A small group of deciduous azaleas has long been considered more closely related to the evergreen azaleas than to the majority of the deciduous azaleas. These azaleas (including R. mariesii, R. reticulatum, and R. weyrichii) usually have 10 stamens, instead of the usual 5, and flowers and leaves emerge from the same buds.

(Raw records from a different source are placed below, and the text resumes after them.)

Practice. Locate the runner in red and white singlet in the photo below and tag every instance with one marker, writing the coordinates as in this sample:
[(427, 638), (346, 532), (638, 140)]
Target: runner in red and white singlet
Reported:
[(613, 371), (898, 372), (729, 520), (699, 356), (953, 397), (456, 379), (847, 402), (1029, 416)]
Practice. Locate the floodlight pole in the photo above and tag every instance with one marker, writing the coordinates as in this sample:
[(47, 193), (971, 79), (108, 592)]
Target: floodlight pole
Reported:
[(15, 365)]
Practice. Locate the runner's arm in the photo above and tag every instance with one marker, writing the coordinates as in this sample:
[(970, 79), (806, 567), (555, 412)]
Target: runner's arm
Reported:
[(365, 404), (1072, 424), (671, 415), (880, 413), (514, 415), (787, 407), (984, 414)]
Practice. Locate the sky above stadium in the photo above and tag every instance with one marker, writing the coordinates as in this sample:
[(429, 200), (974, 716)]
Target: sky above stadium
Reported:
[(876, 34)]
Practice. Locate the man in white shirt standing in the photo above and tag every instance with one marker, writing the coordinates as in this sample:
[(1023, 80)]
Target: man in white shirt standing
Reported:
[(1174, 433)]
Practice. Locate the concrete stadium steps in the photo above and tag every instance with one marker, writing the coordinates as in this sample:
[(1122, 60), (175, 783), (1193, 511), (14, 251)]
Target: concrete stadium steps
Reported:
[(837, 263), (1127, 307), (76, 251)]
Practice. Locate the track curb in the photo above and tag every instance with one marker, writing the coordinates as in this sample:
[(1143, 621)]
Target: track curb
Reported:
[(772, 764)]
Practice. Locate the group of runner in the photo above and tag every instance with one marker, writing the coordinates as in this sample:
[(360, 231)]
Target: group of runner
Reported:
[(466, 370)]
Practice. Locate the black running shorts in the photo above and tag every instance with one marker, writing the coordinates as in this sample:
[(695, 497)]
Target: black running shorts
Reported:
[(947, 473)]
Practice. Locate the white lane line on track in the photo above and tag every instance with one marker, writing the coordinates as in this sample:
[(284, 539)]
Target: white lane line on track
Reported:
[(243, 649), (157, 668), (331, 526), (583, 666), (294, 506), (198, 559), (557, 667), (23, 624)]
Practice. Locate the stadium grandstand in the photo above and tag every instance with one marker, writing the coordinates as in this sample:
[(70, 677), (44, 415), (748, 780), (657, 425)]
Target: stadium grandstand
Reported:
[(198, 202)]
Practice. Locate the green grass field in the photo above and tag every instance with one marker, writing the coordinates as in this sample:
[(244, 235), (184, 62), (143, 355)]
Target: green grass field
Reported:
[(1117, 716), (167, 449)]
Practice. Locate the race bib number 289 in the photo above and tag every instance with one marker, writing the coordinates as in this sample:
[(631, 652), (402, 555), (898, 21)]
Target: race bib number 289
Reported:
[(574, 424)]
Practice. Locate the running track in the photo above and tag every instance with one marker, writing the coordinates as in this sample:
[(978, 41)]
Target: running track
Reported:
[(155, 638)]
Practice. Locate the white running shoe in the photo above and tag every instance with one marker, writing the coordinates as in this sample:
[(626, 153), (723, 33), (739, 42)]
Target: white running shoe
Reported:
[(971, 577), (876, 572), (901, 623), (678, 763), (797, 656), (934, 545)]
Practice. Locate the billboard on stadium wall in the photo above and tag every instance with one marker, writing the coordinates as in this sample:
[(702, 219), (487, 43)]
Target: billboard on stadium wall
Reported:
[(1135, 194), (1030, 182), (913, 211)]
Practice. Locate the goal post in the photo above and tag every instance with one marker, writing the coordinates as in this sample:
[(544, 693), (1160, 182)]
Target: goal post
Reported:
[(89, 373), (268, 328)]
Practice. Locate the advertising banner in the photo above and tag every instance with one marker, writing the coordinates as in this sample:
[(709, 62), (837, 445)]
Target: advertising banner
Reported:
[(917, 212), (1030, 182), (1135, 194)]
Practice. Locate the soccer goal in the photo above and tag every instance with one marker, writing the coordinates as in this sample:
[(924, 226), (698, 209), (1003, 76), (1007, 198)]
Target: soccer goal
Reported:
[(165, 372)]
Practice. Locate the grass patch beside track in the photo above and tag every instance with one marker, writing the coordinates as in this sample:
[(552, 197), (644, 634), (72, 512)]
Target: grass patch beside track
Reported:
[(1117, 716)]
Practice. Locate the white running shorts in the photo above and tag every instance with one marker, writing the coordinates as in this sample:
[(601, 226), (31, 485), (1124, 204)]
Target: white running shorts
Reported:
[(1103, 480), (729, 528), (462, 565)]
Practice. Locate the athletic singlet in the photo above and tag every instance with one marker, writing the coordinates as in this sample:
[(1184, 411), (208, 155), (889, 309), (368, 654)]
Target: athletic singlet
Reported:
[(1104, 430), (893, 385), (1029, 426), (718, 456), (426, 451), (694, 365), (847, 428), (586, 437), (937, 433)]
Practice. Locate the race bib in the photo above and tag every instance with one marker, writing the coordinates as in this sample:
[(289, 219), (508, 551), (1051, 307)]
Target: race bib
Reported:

Reclassification and More Dilution
To make some sense of such a large genus as Rhododendron, it is not surprising that the whole has been divided into subgenera and even smaller divisions. The divisions have changed over the years, but for the most part deciduous azaleas and evergreen azaleas have been placed in two subgenera, Pentanthera and Tsutsusi. In a recent proposed move (Goetsch et al, 2004), Goetsch demoted subgenus Tsutsusi and moved these evergreen species under subgenus Azaleastrum, which with some irony is identified as the “False Azaleas” by Davidian. While there is phylogenetic logic to her reclassification, to the horticulturist at least, the Azaleastrum of Goetsch does not appear to be a coherent whole, but more like a group of interesting cats and dogs. In the 2004 revision, deciduous azaleas (with the exception of a few placed with the evergreen azaleas in subgenus Azaleastrum), were also demoted from subgenus status and moved under the existing subgenus that contains almost all the elepidote rhododendrons (Hymenanthes). Of all American azaleas, R. vaseyi and R. canadense are the most distinct in flower characteristics, and these somewhat similar species have usually been classified together. While Goetsch moved deciduous R. vaseyi to join the evergreen azaleas in subgenus Azaleastrum, deciduous R. canadense remained with the deciduous azaleas in subgenus Hymenanthes. For azaleas, the net effect of these proposed reclassifications is to separate even further evergreen azaleas from most of the deciduous azaleas and to demote both evergreen and deciduous azaleas from major category status (subgenera) within the genus Rhododendron.
What is the conclusion? What is an azalea? Don’t ask a taxonomic botanist, because the botanist will tell you that there is only one species that is (or was) an azalea, now renamed Kalmia procumbens. Instead, ask any gardener, and the gardener will smile, get up off of his soil-stained knees, and describe two most delightful groups of floriferous plants.